The schedule included documenting the women working collaboratively on the canvas and sharing their “stories” about how they ended up in Jordan (with the aid of Amira’s translation skills):
Jan interviewed Alain McNamara, the Director of Fulbright in Jordan, at the Fulbright House.
He also filmed the stories told by six artists who have familial roots in Palestine. I invited the following artists to participate in an upcoming exhibition I arranged in Amman that highlights the canvas 7 Women’s House Keys: Abdalrahem Alarjan (photography), Ahmad Canaan (painting); Hanan Al Khalidi (prints and painting), Mohammad Abuzraiq (painting), Abul Hay Mossallam (painting), and Abeer Foad (poetry).
The exhibition will open January 8, 2014 at Artisana Gallery 14. The director of the gallery, Hind Mango Nasser, is creating an installation piece that will be included in the exhibition.
The following are a few photos taken while Jan was filming the artists:
I was listening so intently to what Hanan was saying when Jan was filming that I forgot to take photographs.

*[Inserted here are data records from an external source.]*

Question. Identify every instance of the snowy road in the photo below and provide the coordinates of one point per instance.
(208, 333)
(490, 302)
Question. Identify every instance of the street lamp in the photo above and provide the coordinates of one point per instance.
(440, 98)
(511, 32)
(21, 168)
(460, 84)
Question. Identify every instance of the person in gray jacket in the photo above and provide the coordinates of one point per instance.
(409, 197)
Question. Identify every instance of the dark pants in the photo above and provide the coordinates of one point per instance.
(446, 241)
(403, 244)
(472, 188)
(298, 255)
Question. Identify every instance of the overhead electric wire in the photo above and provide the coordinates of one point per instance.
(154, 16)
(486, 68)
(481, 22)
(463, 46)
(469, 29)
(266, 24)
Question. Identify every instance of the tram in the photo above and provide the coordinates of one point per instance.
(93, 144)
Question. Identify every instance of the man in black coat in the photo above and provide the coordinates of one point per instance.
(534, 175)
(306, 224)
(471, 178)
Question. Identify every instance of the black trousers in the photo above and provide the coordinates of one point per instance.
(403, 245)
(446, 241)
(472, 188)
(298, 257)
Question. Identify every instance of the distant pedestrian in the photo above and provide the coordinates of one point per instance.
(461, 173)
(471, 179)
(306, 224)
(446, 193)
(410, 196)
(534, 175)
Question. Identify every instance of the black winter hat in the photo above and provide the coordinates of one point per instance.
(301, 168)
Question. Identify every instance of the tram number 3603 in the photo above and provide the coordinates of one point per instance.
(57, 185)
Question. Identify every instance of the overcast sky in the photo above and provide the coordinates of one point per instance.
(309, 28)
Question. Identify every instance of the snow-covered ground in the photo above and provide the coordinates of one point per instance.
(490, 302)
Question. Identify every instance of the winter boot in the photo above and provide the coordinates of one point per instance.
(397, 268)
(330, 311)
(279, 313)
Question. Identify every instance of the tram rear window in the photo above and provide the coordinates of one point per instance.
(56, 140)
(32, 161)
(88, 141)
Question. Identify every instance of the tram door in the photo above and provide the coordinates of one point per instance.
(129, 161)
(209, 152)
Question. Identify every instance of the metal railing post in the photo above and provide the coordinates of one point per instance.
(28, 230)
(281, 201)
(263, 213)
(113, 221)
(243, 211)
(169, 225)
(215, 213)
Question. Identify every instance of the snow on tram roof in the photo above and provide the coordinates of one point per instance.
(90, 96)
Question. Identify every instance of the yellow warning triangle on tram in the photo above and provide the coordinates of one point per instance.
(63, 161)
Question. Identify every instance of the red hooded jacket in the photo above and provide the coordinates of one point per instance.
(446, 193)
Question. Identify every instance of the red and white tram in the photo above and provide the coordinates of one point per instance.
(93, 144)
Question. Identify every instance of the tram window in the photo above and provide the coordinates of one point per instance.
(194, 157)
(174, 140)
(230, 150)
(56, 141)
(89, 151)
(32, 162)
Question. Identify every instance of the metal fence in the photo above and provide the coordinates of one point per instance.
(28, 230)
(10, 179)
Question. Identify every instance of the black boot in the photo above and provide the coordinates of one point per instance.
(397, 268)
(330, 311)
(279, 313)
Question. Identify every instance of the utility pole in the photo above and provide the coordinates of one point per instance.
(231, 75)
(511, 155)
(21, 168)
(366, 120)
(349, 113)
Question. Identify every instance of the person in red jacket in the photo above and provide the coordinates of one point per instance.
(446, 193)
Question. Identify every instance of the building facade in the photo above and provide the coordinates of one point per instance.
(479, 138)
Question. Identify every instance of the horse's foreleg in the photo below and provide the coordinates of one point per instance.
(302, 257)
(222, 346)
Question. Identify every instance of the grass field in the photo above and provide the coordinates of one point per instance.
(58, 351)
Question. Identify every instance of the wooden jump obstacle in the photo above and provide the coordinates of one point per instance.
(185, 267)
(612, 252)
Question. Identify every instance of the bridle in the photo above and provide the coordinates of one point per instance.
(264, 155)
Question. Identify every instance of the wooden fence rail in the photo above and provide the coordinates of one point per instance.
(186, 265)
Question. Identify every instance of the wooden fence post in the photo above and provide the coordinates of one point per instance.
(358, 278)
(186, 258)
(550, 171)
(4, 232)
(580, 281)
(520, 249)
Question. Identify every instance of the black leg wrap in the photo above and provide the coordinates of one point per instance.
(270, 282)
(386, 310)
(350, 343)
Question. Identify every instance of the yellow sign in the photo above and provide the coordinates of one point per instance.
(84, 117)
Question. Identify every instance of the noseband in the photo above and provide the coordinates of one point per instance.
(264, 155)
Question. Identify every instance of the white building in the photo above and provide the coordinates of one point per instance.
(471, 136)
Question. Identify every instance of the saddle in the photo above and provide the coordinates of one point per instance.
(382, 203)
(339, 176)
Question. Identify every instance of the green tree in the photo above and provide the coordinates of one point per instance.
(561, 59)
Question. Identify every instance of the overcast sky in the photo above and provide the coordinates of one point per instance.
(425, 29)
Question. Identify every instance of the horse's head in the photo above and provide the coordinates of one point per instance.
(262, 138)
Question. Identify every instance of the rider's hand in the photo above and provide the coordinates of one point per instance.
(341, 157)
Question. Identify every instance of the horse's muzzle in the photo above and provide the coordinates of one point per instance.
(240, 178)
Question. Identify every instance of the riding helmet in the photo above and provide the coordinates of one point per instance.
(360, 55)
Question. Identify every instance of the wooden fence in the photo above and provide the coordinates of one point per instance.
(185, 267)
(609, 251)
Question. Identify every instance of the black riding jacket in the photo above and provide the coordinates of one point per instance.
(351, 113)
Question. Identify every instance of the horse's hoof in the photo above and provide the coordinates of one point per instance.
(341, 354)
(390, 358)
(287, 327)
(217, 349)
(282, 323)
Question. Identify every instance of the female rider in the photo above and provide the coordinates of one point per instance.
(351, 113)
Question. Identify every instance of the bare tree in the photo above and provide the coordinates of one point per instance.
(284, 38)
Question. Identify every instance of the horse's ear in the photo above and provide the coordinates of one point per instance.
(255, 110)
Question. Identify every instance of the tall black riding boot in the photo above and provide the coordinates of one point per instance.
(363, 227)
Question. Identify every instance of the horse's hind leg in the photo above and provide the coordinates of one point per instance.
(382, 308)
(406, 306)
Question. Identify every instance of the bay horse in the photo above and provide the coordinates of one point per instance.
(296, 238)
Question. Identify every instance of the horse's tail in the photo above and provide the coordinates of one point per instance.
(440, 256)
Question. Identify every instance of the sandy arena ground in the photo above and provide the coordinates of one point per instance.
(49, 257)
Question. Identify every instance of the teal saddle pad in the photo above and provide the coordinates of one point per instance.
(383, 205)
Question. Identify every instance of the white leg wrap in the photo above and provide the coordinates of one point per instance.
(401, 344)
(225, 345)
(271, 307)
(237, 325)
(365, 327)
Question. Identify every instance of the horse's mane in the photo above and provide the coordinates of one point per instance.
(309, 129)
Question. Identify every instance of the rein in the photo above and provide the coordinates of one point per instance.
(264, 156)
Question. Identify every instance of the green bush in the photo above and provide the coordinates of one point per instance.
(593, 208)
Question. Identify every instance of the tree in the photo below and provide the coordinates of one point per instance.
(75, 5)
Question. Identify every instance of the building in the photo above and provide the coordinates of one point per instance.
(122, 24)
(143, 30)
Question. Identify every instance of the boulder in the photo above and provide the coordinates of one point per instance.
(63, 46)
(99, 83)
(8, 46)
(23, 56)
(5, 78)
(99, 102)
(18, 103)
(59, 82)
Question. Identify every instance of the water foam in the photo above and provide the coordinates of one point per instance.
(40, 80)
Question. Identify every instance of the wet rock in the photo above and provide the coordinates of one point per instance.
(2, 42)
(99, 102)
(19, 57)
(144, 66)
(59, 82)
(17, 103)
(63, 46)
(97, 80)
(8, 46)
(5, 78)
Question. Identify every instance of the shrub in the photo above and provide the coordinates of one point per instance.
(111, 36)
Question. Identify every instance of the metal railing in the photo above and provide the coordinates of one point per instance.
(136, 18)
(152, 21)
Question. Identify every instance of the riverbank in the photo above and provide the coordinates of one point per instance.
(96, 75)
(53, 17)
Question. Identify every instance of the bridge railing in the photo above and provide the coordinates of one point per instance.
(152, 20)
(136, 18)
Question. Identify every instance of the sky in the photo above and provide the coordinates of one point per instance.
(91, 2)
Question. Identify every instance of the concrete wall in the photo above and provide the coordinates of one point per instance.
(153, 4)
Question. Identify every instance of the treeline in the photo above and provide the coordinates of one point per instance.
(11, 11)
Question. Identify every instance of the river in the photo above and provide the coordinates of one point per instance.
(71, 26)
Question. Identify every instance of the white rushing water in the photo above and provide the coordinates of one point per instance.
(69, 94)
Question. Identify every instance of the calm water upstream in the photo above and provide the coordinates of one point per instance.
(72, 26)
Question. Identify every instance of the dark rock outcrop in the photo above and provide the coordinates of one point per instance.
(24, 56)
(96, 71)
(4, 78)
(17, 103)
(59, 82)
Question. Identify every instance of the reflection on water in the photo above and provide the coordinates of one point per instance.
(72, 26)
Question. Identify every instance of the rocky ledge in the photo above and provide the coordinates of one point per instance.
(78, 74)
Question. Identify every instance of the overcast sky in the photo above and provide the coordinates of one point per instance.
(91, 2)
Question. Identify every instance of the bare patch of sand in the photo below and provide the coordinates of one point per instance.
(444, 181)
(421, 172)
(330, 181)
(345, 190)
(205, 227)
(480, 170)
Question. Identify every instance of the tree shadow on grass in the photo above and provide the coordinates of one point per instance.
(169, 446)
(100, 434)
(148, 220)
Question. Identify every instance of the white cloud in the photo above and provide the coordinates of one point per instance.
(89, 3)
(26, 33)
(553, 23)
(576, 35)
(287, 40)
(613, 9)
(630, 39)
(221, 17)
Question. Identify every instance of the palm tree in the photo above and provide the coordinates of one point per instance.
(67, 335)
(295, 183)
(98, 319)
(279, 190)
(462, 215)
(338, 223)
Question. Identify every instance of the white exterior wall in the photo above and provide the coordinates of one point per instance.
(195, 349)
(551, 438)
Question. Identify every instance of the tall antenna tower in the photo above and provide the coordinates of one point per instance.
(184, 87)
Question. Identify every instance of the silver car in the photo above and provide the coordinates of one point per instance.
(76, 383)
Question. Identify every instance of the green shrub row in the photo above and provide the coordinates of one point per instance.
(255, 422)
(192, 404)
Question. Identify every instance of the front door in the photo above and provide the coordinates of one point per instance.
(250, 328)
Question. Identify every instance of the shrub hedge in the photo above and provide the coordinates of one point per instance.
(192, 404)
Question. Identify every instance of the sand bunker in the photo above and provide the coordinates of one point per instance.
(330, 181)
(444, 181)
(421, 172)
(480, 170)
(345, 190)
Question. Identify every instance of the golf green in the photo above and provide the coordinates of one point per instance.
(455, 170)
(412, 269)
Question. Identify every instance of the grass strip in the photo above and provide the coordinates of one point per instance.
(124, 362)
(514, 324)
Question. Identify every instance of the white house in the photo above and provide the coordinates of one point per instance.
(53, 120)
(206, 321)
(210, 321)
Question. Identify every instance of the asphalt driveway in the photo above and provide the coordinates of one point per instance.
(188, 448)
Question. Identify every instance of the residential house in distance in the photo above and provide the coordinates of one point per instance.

Ahmad Canaan had an exhibition and symposium in another country while Jan was in Amman: therefore, his interview will be filmed prior to the opening.
Jan, Amira and I went to Majedah’s embroidery shop, Grand Mother’s Dress, and Majedah took us to her home where Jan interviewed her mother.
Jan and Majedah
Majedah’s shop, Grand Mother’s Dress
Jan on the porch
Talking in Majedah’s house
Jan and Majedah on the porch
Jan had very little time to collect his wits (or eat) before we headed out to our next destination. Here he is collecting his wits:
Jan’s interviews included Zohreh Sullivan, a Fulbright Scholar from Illinois who is teaching a literature course at Jordan University.
Zohreh and Jan
Jan also interviewed Dayala, Amira’s “architect” cousin.
After filming Dayala, she suggested we meet with her boss, Riad Alkiswani who has an architecture engineering business in Amman with his partner George Kishek. Riad is a virtual storehouse of information about the history of Palestine.
After grabbing a bit to eat at the beautiful tiled and mirrored Rakwat restaurant we went to Alkiswani Architects & Engineers.
Jan and Amira at Rakwat
Jan and Amira, Rakwat
Riad Alkiswani was incredibly welcoming and generous. He and his partner George Kishek offered us coffee and soft drinks and talked about life in Palestine and Jordan.
At some point during Jan’s visit we stopped by to interview Ibriheem in his flower shop. We also had wanted to film Yousef, my barber, but his shop was closed.
Jan kept his “wits about him” the entire time he was here and filmed more than I’ve mentioned in this blog. Unaccustomed to so much activity, my “wits” disappeared sometime around the fifth day. If they had any sense, they flew to Hawaii for an extended vacation. Therefore, to get the full picture of “Jan the Filmmaker’s” six days in Amman, and the nitty gritty of his film, you will need to wait until his movie is released, hopefully in your neighborhood movie theatre.